EU regulation would seem to provide European truck drivers a reasonable way to make a living, in contrast with the squalid exploitation and daily terror experienced by their US counterparts. Even if the fuel costs are unhelpful.
THURSDAY
The conversation between the pair standing on the yellow distancing pavement lozenge ahead of me in the queue to get into the supermarket is audible to everyone in the line, which is lightly entertaining to us all.
We figure they must be hearing impaired and are used to yelling at each other. What’s riveting is how rude the yells are. They are sneery, smartarse, and snappy, even squabbling over whether they’ll use hand sanitizer on the handle of the trolley when they get inside.
She’s eager to do so, he’s rubbishing her intention on the basis of Covid being a respiratory disease and how many people breathe on their trolleys?
The two represent the latest edition of Alan Bennett’s category of “ancient couples who have spent a lifetime honing their skills at scoring off one another.”
FRIDAY
The one good thing is the WHO rubbishing the possibility of the new southern African variant being called Nu. Although a virus doesn’t exactly have to sell itself, Nu would have been a brand name as weak, watery, and pointless as “Eir.”
Instead, it’s called Omicron — although if you listen out over the next few weeks, my bet is that you’ll frequently hear it pronounced as Omnicron.
The EU reaction to Omicron demonstrates speed rather than judgement, closing down flights so that when the Department of Foreign Affairs sensibly orders Irish people in South Africa to get their asses home, it’s not clear how they’re going to do it.
The EU action was bluntly short-sighted. The precipitate close down carries the dread prospect that people wanting to get out of southern Africa will find ways to get themselves to whatever country they can and proceed to their homeland from there, thereby multiplying the possibility of seeding that first host country with the new variant.

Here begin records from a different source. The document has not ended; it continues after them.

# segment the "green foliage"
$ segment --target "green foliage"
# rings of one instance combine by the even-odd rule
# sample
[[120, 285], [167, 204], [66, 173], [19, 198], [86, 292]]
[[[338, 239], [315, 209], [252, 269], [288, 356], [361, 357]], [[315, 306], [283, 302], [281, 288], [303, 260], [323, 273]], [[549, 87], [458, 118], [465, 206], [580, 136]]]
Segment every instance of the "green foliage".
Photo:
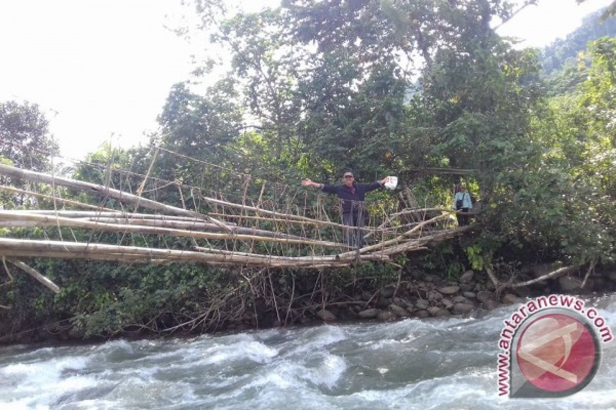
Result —
[[38, 105], [0, 103], [0, 158], [11, 160], [16, 167], [44, 171], [49, 169], [49, 159], [57, 151]]

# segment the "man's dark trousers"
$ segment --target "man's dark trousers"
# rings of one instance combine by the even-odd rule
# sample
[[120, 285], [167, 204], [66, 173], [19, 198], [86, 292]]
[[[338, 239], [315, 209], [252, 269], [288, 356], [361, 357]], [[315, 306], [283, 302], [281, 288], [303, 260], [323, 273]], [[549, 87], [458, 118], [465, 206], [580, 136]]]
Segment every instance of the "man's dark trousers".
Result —
[[[363, 210], [359, 209], [355, 212], [343, 213], [342, 223], [349, 226], [363, 227], [365, 225]], [[344, 239], [349, 246], [361, 248], [363, 246], [363, 231], [353, 227], [346, 229], [344, 232]]]

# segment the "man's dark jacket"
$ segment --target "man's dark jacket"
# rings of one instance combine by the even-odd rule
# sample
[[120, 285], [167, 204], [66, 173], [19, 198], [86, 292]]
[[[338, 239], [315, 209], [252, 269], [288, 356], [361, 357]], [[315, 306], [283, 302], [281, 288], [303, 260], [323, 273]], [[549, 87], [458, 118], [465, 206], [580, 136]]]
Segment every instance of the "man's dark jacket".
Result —
[[381, 184], [373, 182], [371, 184], [353, 184], [353, 189], [346, 185], [323, 185], [323, 191], [330, 194], [336, 194], [342, 200], [342, 213], [357, 211], [358, 208], [354, 207], [356, 201], [363, 201], [366, 192], [369, 192], [381, 187]]

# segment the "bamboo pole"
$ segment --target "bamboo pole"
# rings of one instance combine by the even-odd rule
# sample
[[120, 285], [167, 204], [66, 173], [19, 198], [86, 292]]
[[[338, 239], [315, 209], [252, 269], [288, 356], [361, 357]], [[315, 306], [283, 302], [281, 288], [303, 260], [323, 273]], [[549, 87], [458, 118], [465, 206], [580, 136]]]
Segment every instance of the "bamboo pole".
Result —
[[[17, 211], [18, 210], [15, 210]], [[163, 221], [184, 221], [186, 222], [203, 222], [203, 219], [200, 218], [177, 216], [176, 215], [166, 215], [163, 214], [155, 213], [135, 213], [132, 212], [123, 212], [111, 210], [97, 212], [95, 211], [67, 211], [59, 210], [18, 210], [20, 212], [25, 214], [38, 214], [41, 215], [56, 215], [63, 216], [65, 218], [88, 218], [91, 219], [98, 219], [100, 218], [119, 218], [124, 219], [160, 219]], [[234, 223], [225, 223], [227, 225], [233, 226], [235, 225]]]
[[31, 191], [26, 191], [25, 189], [20, 189], [19, 188], [15, 188], [12, 186], [6, 186], [5, 185], [0, 185], [0, 189], [2, 191], [9, 191], [10, 192], [15, 192], [15, 194], [24, 194], [25, 195], [29, 195], [33, 197], [38, 197], [39, 198], [43, 198], [44, 199], [49, 199], [50, 200], [56, 200], [59, 202], [62, 202], [62, 203], [67, 203], [68, 205], [73, 205], [76, 207], [81, 207], [83, 208], [89, 208], [90, 209], [99, 209], [104, 210], [106, 211], [113, 211], [113, 210], [109, 208], [103, 208], [102, 207], [97, 207], [96, 205], [91, 205], [89, 203], [84, 203], [83, 202], [80, 202], [79, 201], [75, 201], [71, 199], [64, 199], [63, 198], [59, 198], [57, 197], [53, 197], [51, 195], [45, 195], [44, 194], [39, 194], [38, 192], [34, 192]]
[[[317, 245], [322, 246], [328, 246], [333, 248], [347, 248], [348, 246], [344, 243], [336, 243], [328, 241], [304, 239], [294, 239], [288, 237], [269, 237], [264, 236], [257, 236], [254, 235], [246, 235], [241, 234], [219, 234], [216, 232], [205, 232], [196, 231], [185, 231], [182, 229], [174, 229], [171, 228], [163, 228], [150, 226], [143, 226], [140, 225], [126, 225], [120, 224], [108, 224], [101, 222], [91, 221], [83, 221], [70, 218], [62, 218], [62, 216], [54, 217], [47, 215], [37, 215], [31, 214], [24, 215], [23, 214], [16, 213], [12, 211], [0, 211], [0, 222], [2, 221], [20, 221], [35, 222], [38, 226], [70, 226], [71, 227], [84, 228], [89, 229], [99, 229], [101, 231], [111, 231], [113, 232], [130, 232], [140, 234], [153, 234], [160, 235], [169, 235], [171, 236], [188, 237], [195, 239], [217, 239], [224, 240], [231, 239], [237, 240], [257, 240], [261, 242], [271, 242], [284, 243], [304, 243], [309, 245]], [[282, 234], [281, 234], [282, 235]]]
[[379, 243], [377, 243], [376, 245], [371, 245], [371, 246], [364, 246], [363, 248], [362, 248], [361, 249], [358, 249], [358, 250], [354, 250], [354, 251], [350, 251], [349, 252], [345, 252], [344, 253], [341, 253], [341, 254], [339, 254], [338, 256], [338, 258], [339, 258], [340, 259], [349, 259], [349, 258], [357, 258], [357, 254], [363, 254], [363, 253], [367, 253], [367, 252], [369, 252], [370, 251], [373, 251], [373, 250], [376, 250], [376, 249], [382, 249], [383, 248], [385, 248], [386, 246], [389, 246], [390, 245], [392, 245], [392, 244], [397, 245], [400, 242], [400, 240], [402, 240], [405, 239], [405, 238], [406, 237], [408, 236], [409, 235], [410, 235], [411, 234], [412, 234], [412, 233], [413, 233], [415, 232], [416, 232], [417, 231], [418, 231], [419, 229], [420, 229], [421, 227], [425, 226], [426, 225], [428, 225], [429, 224], [432, 224], [432, 223], [434, 223], [435, 222], [438, 222], [439, 221], [440, 221], [442, 219], [446, 219], [446, 218], [449, 218], [449, 215], [439, 215], [439, 216], [436, 216], [436, 217], [434, 217], [434, 218], [433, 218], [432, 219], [428, 219], [427, 221], [424, 221], [423, 222], [420, 223], [419, 224], [418, 224], [417, 226], [416, 226], [416, 227], [413, 227], [413, 228], [412, 228], [412, 229], [407, 231], [407, 232], [404, 232], [403, 234], [402, 234], [400, 236], [399, 236], [399, 237], [397, 237], [396, 238], [394, 238], [394, 239], [390, 239], [389, 240], [386, 240], [386, 241], [381, 242]]
[[[152, 259], [201, 262], [245, 263], [266, 264], [274, 267], [309, 267], [315, 264], [344, 266], [348, 261], [336, 259], [335, 256], [315, 257], [314, 259], [292, 259], [289, 261], [267, 261], [261, 257], [237, 254], [215, 254], [203, 252], [183, 251], [139, 246], [125, 246], [106, 244], [63, 242], [62, 241], [38, 241], [28, 239], [0, 238], [0, 255], [52, 257], [65, 259], [97, 259], [113, 255], [114, 260], [122, 260], [123, 256], [131, 261], [147, 262]], [[139, 258], [139, 257], [142, 257]], [[384, 260], [382, 256], [364, 255], [362, 261]], [[387, 260], [385, 259], [384, 260]]]
[[[79, 221], [91, 221], [92, 222], [101, 222], [109, 224], [124, 224], [126, 225], [139, 225], [141, 226], [154, 226], [163, 228], [174, 228], [180, 229], [187, 229], [191, 231], [217, 231], [221, 229], [217, 225], [207, 223], [187, 222], [184, 221], [157, 221], [155, 219], [123, 219], [120, 218], [89, 218], [86, 219], [79, 219]], [[273, 232], [265, 229], [256, 229], [255, 228], [239, 227], [232, 227], [231, 231], [235, 234], [242, 234], [244, 235], [256, 235], [259, 236], [267, 237], [268, 238], [285, 238], [288, 239], [305, 240], [306, 237], [291, 235], [290, 234], [284, 234], [281, 232]]]
[[224, 223], [208, 216], [208, 215], [189, 211], [188, 210], [172, 207], [151, 199], [146, 199], [141, 197], [132, 194], [128, 194], [118, 189], [110, 188], [108, 186], [92, 184], [83, 181], [77, 181], [70, 178], [66, 178], [60, 176], [55, 176], [42, 172], [36, 172], [28, 170], [23, 170], [10, 165], [6, 165], [0, 164], [0, 175], [6, 175], [17, 179], [23, 179], [33, 182], [43, 183], [54, 185], [61, 185], [74, 189], [79, 189], [89, 194], [99, 195], [103, 197], [109, 197], [122, 201], [126, 203], [139, 205], [144, 208], [153, 209], [158, 211], [163, 211], [176, 215], [184, 215], [187, 216], [193, 216], [200, 219], [209, 220], [212, 223], [216, 224], [223, 229], [229, 230], [229, 227]]
[[[219, 253], [221, 254], [227, 254], [227, 255], [236, 255], [236, 256], [251, 256], [253, 258], [260, 258], [264, 259], [267, 259], [268, 261], [282, 261], [288, 262], [323, 262], [324, 260], [327, 261], [336, 261], [335, 255], [328, 256], [278, 256], [275, 255], [264, 255], [258, 253], [248, 253], [244, 252], [235, 252], [233, 251], [225, 251], [220, 249], [215, 249], [214, 248], [204, 248], [203, 246], [195, 246], [195, 249], [210, 253]], [[368, 256], [368, 255], [363, 255], [364, 257]], [[389, 258], [387, 255], [381, 255], [381, 254], [371, 254], [370, 256], [373, 259], [370, 260], [373, 261], [389, 261]], [[325, 259], [324, 259], [325, 258]], [[365, 258], [363, 260], [366, 259]]]
[[[264, 218], [263, 216], [252, 216], [252, 215], [239, 215], [235, 214], [228, 214], [228, 213], [217, 213], [215, 212], [210, 212], [208, 213], [209, 215], [214, 216], [220, 216], [222, 218], [227, 218], [229, 219], [256, 219], [257, 221], [271, 221], [272, 222], [285, 222], [288, 224], [296, 224], [300, 225], [323, 225], [326, 226], [333, 226], [334, 227], [339, 228], [348, 228], [348, 225], [344, 225], [342, 224], [339, 224], [336, 222], [331, 222], [330, 221], [321, 221], [320, 219], [314, 219], [312, 218], [307, 218], [307, 220], [299, 220], [299, 219], [290, 219], [288, 218]], [[286, 214], [283, 214], [286, 215]], [[304, 218], [304, 217], [302, 217]], [[356, 227], [356, 229], [360, 229], [361, 231], [376, 231], [374, 228], [371, 228], [368, 227], [361, 226]]]
[[58, 285], [39, 274], [36, 269], [17, 259], [7, 259], [6, 261], [25, 272], [40, 282], [43, 286], [51, 289], [52, 292], [60, 293], [60, 288], [58, 287]]

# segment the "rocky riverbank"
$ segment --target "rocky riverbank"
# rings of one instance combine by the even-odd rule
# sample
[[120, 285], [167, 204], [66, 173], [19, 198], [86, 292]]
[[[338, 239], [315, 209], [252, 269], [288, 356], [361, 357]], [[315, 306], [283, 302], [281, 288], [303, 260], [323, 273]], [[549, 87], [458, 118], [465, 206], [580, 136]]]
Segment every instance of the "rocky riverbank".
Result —
[[[557, 264], [535, 265], [524, 269], [516, 282], [539, 278], [559, 267]], [[510, 280], [505, 276], [498, 278], [502, 283]], [[317, 313], [317, 317], [332, 321], [461, 316], [480, 309], [491, 310], [502, 304], [519, 303], [527, 297], [616, 291], [616, 271], [597, 271], [585, 283], [583, 281], [583, 276], [572, 274], [528, 286], [503, 286], [496, 289], [485, 272], [467, 270], [458, 279], [448, 280], [415, 271], [410, 272], [407, 280], [386, 286], [376, 294], [365, 294], [363, 300], [349, 306], [326, 306]]]
[[[497, 274], [498, 286], [495, 286], [486, 272], [471, 270], [455, 279], [427, 274], [413, 266], [407, 266], [399, 276], [391, 275], [387, 280], [359, 277], [349, 280], [348, 272], [342, 275], [340, 272], [305, 272], [303, 275], [288, 272], [286, 276], [280, 274], [275, 281], [264, 276], [261, 278], [262, 286], [246, 288], [243, 293], [236, 290], [238, 293], [234, 300], [204, 300], [201, 310], [192, 313], [192, 317], [184, 315], [191, 321], [187, 320], [179, 325], [174, 316], [160, 313], [153, 319], [146, 318], [154, 326], [129, 323], [119, 331], [94, 334], [76, 325], [70, 318], [38, 326], [26, 325], [21, 328], [12, 328], [7, 322], [0, 323], [0, 334], [3, 335], [0, 336], [0, 344], [64, 344], [96, 341], [101, 338], [192, 336], [203, 333], [237, 332], [323, 322], [460, 317], [491, 310], [503, 304], [518, 303], [527, 297], [616, 292], [616, 271], [598, 269], [588, 277], [585, 271], [570, 272], [524, 287], [511, 286], [513, 282], [532, 280], [561, 267], [554, 264], [537, 264], [518, 270], [514, 275], [510, 272]], [[292, 283], [290, 286], [290, 283]], [[257, 293], [259, 289], [263, 290]], [[330, 302], [323, 304], [323, 301]], [[208, 310], [204, 313], [204, 309]], [[197, 320], [201, 321], [197, 322]], [[203, 325], [197, 326], [195, 323], [198, 323]]]

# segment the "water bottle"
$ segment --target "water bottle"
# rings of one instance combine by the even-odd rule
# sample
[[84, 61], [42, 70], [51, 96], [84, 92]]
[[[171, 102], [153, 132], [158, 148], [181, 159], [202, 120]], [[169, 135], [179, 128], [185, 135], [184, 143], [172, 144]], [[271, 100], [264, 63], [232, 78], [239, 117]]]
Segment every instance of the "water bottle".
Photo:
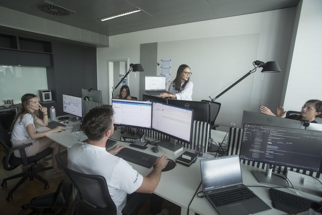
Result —
[[54, 106], [51, 107], [49, 108], [49, 114], [51, 121], [53, 121], [56, 120], [56, 111]]

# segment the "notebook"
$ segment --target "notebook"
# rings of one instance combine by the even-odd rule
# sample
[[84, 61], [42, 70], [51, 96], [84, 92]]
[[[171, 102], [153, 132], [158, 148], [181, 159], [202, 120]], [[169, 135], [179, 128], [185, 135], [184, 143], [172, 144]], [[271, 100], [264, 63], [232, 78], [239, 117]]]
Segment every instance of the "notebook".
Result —
[[145, 92], [151, 96], [158, 96], [165, 92], [165, 76], [145, 76]]
[[[219, 214], [248, 215], [271, 209], [242, 184], [238, 155], [201, 160], [200, 167], [203, 194]], [[237, 199], [242, 196], [243, 199]]]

The question the EU doesn’t seem to have asked before it panicked was “How sick does Omicron make you?” Sure, it transmits better than a 5G signal. But that doesn’t matter if people who pick it up don’t get seriously ill — and the evidence, thus far, is that they don’t.
So the European Commission may have devastated tourism — the only industry many of southern Africa’s countries have — without concrete evidence attesting to the danger of Omicron. Because South Africa has high-end surveillance systems and ‘fessed up responsibly, they’re being punished to a degree unrelated to the danger thus far revealed.
SATURDAY
It doesn’t matter if the tickets are long-haul or short-haul, families all around Ireland who four days ago were mentally ticking off the days to the point of embarkation are now filled with the fear of having to spoil everyone’s Christmas or post-Christmas by postponing the trip.